Die Bilanz der rot-grünen Asylpolitik fällt mager aus

Bewegung in der Ausländer- und Flüchtlingspolitik hatte die rot-grüne Regierung zum Amtsantritt versprochen. Neben der Einführung eines neuen Staatsbürgerrechts, dem sog. Doppelpass, kündigte sie vor allem eine großzügige "Altfallregelung" für hier lebende Flüchtlinge und eine liberalere Asylpolitik an. Daraus ist bisher nichts geworden.
Am 18./19.November beschloss die Konferenz der Innenminister der Länder eine sogenannte Altfallregelung für lange in der BRD lebende Flüchtlinge und abgelehnte AsylbewerberInnen. Diesen sollte ein gesichertes Bleiberecht zugestanden werden, "großzügig" und "humantär", so die Ankündigungen der rot-grünen Koalition.

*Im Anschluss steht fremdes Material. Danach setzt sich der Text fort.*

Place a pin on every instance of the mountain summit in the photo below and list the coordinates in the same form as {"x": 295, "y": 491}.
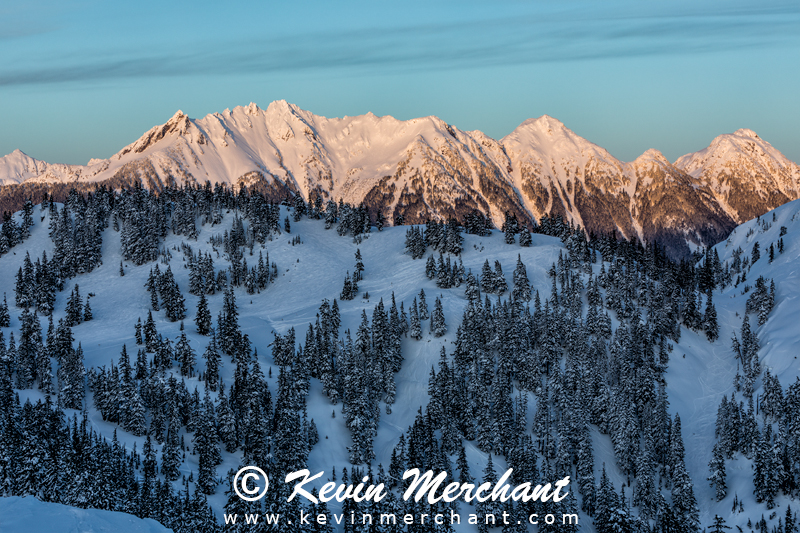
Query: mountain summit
{"x": 426, "y": 168}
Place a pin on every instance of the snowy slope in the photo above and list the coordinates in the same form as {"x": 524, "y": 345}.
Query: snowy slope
{"x": 425, "y": 168}
{"x": 747, "y": 174}
{"x": 29, "y": 515}
{"x": 699, "y": 374}
{"x": 698, "y": 382}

Daraus wurde nichts. Schon im Vorfeld hatte Bundesinnenminister Otto Schily (SPD) angekündigt, mehr als 20000 Menschen würden wohl nicht in den Genuß eines Bleiberechts kommen, Flüchtlingsinitiativen gehen von noch wesentlich weniger aus. Lediglich 5000 werden es sein, so die Schätzung von PRO ASYL. Eine Zahl, die auch nach Ansicht des Multikulturellen Zentrums Trier realistisch ist. 1996 profitierten von den ebenfalls anvisierten 20000 Menschen lediglich 7800 von der damaligen Altfallregelung.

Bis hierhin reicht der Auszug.